President Bush's frank assessment of the current state of Iraqi security forces at his press conference would seem to reinforce this argument. At last accepting that the simple size of the Iraqi force--formally 114,000 today--wasn't the real measure of effectiveness, the president acknowledged that, while there were some good leaders and a number of units that were performing well, "the whole command structure necessary to have a viable military is not in place." Bush even earned kudos from the editorialists at the New York Times for being "admirably blunt" in confronting this "sobering reality."

It is undeniable that building effective Iraqi security forces is a tough task. But the very difficulty of the job is, if nothing else, a measure of how broken Saddam's army itself was. The old Iraqi army's sole claim to competence was its performance in the Iran-Iraq War of 1980 to 1988. For many years, that impressed American intelligence and military analysts, but their assessment rested on a poor understanding

of the facts on the ground and a comparison with an Iranian army whose tactics were built on human wave attacks by troops inspired with religious fervor and mullah-strategists inspired by a lust for power.

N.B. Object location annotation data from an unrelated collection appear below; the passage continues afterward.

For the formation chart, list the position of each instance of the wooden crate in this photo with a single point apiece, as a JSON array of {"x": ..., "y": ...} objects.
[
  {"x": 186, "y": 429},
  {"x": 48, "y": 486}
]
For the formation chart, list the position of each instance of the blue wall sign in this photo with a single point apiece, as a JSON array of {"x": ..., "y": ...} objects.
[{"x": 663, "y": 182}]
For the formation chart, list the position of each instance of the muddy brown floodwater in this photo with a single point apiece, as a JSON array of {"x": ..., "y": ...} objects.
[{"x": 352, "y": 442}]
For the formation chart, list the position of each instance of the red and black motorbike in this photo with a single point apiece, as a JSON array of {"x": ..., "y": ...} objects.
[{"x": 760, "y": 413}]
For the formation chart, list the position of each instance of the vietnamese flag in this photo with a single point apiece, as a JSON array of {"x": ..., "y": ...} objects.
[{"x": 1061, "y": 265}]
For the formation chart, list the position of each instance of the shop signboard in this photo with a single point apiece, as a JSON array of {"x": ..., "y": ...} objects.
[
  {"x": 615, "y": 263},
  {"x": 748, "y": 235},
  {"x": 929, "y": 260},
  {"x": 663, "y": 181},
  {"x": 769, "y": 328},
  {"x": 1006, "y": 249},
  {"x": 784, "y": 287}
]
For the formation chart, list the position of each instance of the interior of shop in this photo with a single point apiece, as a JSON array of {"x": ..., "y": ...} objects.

The true qualities of the old Iraqi army were more fully revealed--"exposed" might be a better word--during its extended encounter with U.S. forces in the first Gulf War, the no-fly-zone operations of the 1990s, and the invasion of March 2003. It's hard to think of a more one-sided and less distinguished record of human combat; it puts Omdurman in the shade. Most notable is that, in something like 300,000 no-fly-zone sorties, the United States and its coalition partners--remember when France was on our side?--lost not a single aircraft. American forces routinely lose people in training accidents because of the stress of realistic exercises; Iraqi performance was less than training "opposing forces," who, of course, have no live ammunition.

If Saddam's army proved a paper tiger against the U.S. military, it was moderately more capable in its ability to massacre Iraqi civilians. With its Sunni-dominated officer corps, the old security forces were a symbol of the violence that Saddam's minority rule visited upon the Kurds and Shia. Not surprisingly, then, the old army's command structure was picked much more for its Baath party membership and personal loyalty to Saddam than its discipline or competence. It's not just that we would have had to replace a lot of rotten generals after the invasion, it is that the entire structure was rotten to the core.